日本ではなぜ女性が男性にチョコレートをあげて愛の告白をするというものがバレンタインなのだろうか、と考えたことがある。

私はアメリカにいたことがあり、その時バレンタインデーだからと好きだった人にチョコレートをあげようと思ったのだが、どの店も女性より男性が多く気の利いたラッピングをしているチョコレートなど売られていなかった。代わりにかわいいキャンディーにバレンタインという文字が入っていたりして、その売り場のそばには決まってといっていいほど花が売られていた。レジには多くの男性が並んでいる。女性専門の下着屋さんにもバレンタインデーは男性客が多くいた記憶が。私は何も知らずに好きだった人に安いチョコレートを渡すと、相手は訳のわからないといった顔をしている。相手は私に下着とキャンディー、そしてステキな花をくれた。

友人達に義理チョコを渡した時も皆に変な顔をされた。義理などありえないのである。そんなことも知らないから変に誤解をした人もいた。好きでもない人にそういうことをするのは義理でもなんでもない。相手の気持ちを踏みにじるだけなんだなとその時思った。私は19歳だった。

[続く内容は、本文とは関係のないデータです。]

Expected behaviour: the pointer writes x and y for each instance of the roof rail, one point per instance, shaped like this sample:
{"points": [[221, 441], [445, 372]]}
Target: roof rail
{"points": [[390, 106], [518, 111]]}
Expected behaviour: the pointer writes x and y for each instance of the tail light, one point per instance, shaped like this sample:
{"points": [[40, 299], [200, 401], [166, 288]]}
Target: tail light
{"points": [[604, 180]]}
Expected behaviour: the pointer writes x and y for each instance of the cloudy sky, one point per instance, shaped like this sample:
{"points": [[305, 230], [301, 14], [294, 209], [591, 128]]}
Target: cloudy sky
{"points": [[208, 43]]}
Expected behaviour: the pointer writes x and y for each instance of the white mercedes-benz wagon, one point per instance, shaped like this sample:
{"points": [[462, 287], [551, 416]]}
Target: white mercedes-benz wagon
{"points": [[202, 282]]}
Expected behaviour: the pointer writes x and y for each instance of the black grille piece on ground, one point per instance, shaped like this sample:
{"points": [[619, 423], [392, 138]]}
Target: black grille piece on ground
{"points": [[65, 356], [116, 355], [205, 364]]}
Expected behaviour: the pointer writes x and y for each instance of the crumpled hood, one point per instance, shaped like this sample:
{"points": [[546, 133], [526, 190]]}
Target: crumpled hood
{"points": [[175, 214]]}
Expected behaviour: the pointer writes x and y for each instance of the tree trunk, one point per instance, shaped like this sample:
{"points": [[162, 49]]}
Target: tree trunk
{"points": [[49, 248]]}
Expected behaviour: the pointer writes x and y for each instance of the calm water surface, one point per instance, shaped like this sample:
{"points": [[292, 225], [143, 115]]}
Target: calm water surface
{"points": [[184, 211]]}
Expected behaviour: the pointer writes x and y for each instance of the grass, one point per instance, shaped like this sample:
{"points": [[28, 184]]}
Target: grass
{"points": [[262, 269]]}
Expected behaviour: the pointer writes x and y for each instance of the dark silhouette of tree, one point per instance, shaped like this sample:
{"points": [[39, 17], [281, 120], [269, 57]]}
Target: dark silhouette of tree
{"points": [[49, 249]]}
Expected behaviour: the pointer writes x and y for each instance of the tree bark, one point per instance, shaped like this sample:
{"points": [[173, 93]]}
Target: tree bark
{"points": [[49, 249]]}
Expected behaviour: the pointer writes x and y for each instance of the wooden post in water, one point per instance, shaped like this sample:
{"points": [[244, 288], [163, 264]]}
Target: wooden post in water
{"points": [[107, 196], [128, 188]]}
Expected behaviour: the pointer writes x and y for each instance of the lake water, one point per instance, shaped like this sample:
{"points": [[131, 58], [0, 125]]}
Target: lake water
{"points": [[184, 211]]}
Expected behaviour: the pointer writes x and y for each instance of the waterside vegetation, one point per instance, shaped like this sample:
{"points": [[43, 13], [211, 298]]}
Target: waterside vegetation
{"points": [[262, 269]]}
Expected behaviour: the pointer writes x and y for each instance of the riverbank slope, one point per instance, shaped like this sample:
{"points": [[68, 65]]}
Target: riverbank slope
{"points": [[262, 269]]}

さて、バレンタイン文化についてアメリカ人に日本との違いを説明してはみるものの、やはり理解されることはない。そういう訳で、私にとってバレンタインって両方考えられるので、日本にいる時とアメリカにいる時とで脳みそを切り替えなければならないやっかいな行事でもある。

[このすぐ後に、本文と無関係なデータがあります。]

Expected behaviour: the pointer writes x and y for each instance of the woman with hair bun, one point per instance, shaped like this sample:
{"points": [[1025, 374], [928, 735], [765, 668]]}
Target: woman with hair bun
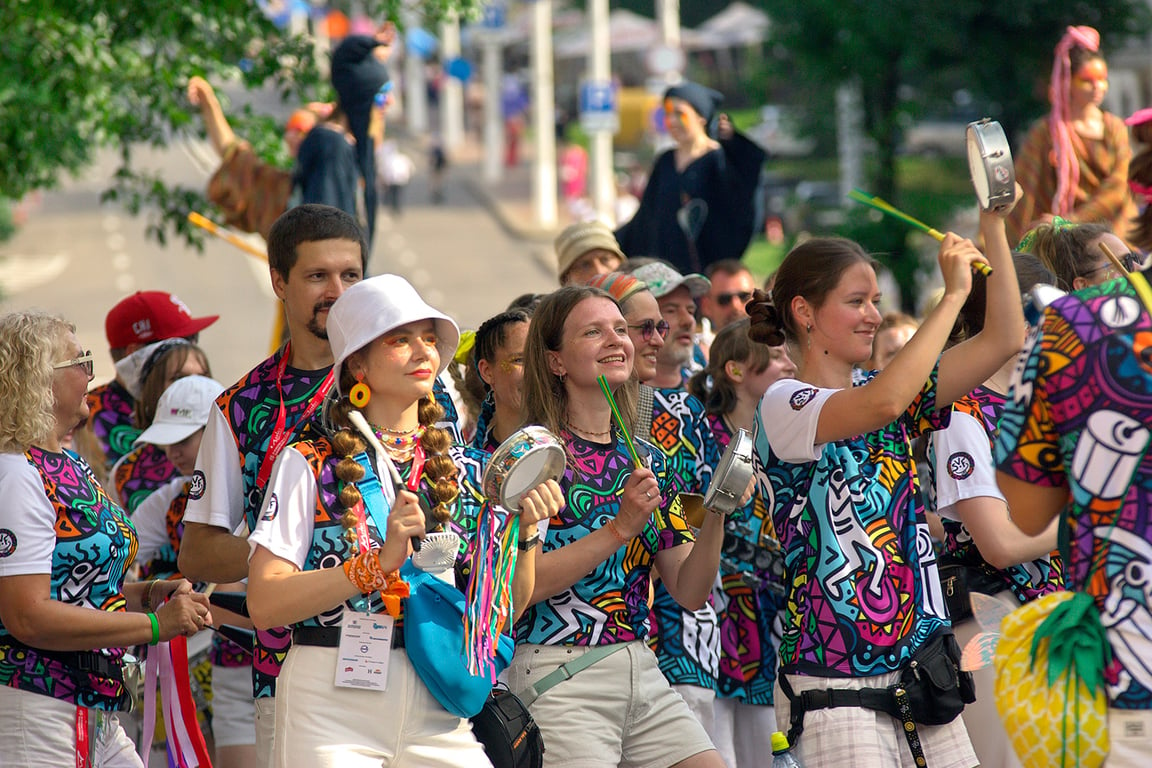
{"points": [[833, 454], [320, 556], [750, 593]]}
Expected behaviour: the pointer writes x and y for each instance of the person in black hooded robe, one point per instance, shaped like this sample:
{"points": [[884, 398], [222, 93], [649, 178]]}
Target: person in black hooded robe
{"points": [[358, 73], [698, 205]]}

学生時代は日本で手編みのセーターをプレゼントしたことがあるが、上手くできてしまい手作りだと信用されなかったりした記憶もある。派遣社員をやってた時は、安い給料から義理チョコを渡すべきがどうか悩み、渡さないのにホワイトデーにもらったりしてどうすれば良いのか悩んだこともある。

思えばホワイトデーも日本ならではである。外資系の会社で働いていた時、英国の会社だったため多くのイギリス人やらオーストラリア・ニュージーランド人がいたけど、この人たちだけかな、日本のバレンタイン文化を楽しんでいたのは。

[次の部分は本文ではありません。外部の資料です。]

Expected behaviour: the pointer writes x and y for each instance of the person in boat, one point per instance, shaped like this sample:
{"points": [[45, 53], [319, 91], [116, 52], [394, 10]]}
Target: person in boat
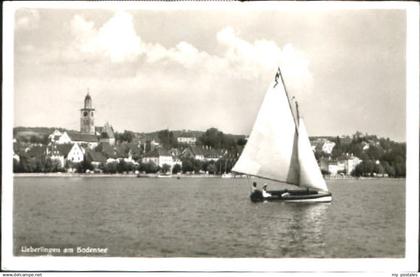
{"points": [[254, 187], [264, 192]]}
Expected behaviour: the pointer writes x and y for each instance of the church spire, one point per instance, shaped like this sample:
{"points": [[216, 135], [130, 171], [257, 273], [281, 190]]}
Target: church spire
{"points": [[87, 116]]}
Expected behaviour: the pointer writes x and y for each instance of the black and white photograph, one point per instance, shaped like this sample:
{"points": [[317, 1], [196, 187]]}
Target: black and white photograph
{"points": [[210, 136]]}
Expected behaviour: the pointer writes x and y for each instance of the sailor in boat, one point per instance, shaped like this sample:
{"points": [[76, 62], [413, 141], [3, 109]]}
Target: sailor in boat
{"points": [[265, 193], [254, 187]]}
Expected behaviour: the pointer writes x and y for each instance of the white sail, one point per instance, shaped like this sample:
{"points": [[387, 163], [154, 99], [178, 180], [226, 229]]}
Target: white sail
{"points": [[309, 174], [271, 150]]}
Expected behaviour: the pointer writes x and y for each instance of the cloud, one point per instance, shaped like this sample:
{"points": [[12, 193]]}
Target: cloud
{"points": [[116, 39], [27, 19], [261, 57]]}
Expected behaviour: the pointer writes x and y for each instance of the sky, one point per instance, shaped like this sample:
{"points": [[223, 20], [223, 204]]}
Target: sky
{"points": [[149, 70]]}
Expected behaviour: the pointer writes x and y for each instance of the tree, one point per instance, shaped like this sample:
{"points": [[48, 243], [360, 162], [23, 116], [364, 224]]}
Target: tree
{"points": [[83, 166], [110, 167], [167, 139], [166, 168], [241, 142], [176, 169], [211, 168], [149, 167]]}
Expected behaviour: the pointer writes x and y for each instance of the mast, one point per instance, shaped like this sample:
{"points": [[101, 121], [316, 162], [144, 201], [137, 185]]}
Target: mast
{"points": [[288, 99]]}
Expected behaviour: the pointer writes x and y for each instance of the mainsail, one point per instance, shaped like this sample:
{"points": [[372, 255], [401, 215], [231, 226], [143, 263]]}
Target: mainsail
{"points": [[271, 149], [277, 149], [309, 174]]}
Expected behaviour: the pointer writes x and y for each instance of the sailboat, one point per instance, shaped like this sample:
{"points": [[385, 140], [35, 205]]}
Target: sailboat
{"points": [[278, 149]]}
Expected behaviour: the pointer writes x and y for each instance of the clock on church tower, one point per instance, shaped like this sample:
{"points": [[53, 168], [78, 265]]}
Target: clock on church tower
{"points": [[87, 116]]}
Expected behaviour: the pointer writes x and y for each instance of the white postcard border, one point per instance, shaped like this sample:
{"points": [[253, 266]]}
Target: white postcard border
{"points": [[409, 263]]}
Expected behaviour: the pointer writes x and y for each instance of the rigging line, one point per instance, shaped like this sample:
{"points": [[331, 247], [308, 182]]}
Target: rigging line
{"points": [[288, 100]]}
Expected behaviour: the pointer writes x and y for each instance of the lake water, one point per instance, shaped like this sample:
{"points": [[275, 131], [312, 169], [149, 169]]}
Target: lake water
{"points": [[206, 217]]}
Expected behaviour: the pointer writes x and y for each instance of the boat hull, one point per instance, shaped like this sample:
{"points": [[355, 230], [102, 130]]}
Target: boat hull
{"points": [[306, 196]]}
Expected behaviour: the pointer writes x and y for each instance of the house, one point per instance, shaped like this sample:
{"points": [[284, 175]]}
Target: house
{"points": [[83, 139], [328, 146], [95, 158], [112, 152], [334, 167], [161, 157], [344, 164], [322, 144], [202, 153], [87, 140], [64, 153], [38, 152], [58, 137], [186, 140], [106, 134], [194, 152], [351, 164]]}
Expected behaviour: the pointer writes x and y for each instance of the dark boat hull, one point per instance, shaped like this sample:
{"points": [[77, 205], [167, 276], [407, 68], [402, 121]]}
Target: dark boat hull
{"points": [[307, 196]]}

義理チョコ、本命チョコやプレゼントなどいろんなところでもらっては、ホワイトデーになるとそんな文化は日本だけしかないから知らなかった、ごめんといい毎年それを繰り返す。日本は天国だと言ってた人たちも多かった。こういう思い出しかないな。私の旦那さまは日本人だけど、あまり良いチョコレートが好きではないので、買ってきて渡して少しもらう。バレンタインデー、イコールいいチョコレートが私も食べられる日となっている。